Recipe by Annacia
I like to par boil the potatoes and place them in the baking pan along with the chicken. They can easily be butter tossed and seasoned after they roast. Also, I have found that 1/2 a cup of bread crumbs isn't enough to well cover 4 breasts.
Top Review by linguinelisa
Nice baked chicken dish. I really enjoyed the potatoes. I'm giving it 4 stars and not 5 because you don't have cooking times listed. Made for Please Review My Recipe cooking tag game.

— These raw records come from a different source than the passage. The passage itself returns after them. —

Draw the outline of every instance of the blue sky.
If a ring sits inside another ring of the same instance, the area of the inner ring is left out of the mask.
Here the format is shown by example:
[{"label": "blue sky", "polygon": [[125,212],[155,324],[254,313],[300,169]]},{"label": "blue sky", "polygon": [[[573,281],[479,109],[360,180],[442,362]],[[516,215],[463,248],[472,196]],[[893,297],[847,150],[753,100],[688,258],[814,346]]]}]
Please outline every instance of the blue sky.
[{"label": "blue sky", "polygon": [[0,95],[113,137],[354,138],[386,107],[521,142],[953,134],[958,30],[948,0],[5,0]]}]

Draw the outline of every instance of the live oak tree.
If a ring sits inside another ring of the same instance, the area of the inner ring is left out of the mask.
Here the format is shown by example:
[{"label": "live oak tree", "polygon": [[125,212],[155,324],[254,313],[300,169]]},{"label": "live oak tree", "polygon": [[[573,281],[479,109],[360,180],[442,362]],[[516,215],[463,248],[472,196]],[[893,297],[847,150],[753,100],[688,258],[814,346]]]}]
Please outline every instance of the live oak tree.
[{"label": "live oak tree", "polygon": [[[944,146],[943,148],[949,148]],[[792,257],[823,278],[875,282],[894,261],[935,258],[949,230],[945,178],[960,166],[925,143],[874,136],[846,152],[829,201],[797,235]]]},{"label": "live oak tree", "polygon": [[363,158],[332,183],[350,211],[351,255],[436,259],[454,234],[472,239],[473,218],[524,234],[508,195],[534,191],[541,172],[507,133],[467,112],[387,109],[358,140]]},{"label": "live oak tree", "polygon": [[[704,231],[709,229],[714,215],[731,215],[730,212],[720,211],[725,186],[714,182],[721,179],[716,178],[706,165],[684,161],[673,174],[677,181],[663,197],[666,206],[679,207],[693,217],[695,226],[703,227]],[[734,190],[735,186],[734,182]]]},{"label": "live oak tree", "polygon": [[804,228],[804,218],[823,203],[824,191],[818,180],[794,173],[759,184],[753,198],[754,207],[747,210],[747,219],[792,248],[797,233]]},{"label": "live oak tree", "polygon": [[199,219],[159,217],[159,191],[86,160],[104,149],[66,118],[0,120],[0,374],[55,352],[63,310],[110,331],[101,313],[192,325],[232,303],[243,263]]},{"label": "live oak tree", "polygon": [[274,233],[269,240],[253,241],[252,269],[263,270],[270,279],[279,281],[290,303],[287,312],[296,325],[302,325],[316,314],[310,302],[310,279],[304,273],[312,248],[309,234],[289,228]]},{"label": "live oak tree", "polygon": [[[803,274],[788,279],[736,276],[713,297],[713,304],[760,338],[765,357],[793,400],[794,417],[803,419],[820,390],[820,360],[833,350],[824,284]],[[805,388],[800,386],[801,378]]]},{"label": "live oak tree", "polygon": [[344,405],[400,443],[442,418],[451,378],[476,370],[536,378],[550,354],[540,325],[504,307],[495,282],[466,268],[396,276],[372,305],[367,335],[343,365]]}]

- 4 boneless skinless chicken breasts
- 1⁄2 cup breadcrumbs
- 1 teaspoon salt
- 1⁄2 teaspoon paprika
- 1⁄8 teaspoon salt
- 1⁄8 teaspoon ground black pepper
- 2 eggs, beaten
- 1 lb small red potato
- 1 tablespoon butter
Directions See How It's Made
- Heat oven to 375°F.
- Place chicken breasts between layers of plastic wrap or waxed paper; pound to 1/2-inch thick and set aside.
- In a shallow dish, combine bread crumbs, salt and paprika on a plate.
- Season chicken breasts with salt and pepper; dip into beaten egg, then coat with bread crumb mixture.
- Place in an oven-proof dish and bake until lightly brown, crisp and no longer pink on the inside.
- Meanwhile cook the potatoes in water to cover until they are tender but not mushy, about 12 minutes. Drain, toss with butter and season with salt and pepper.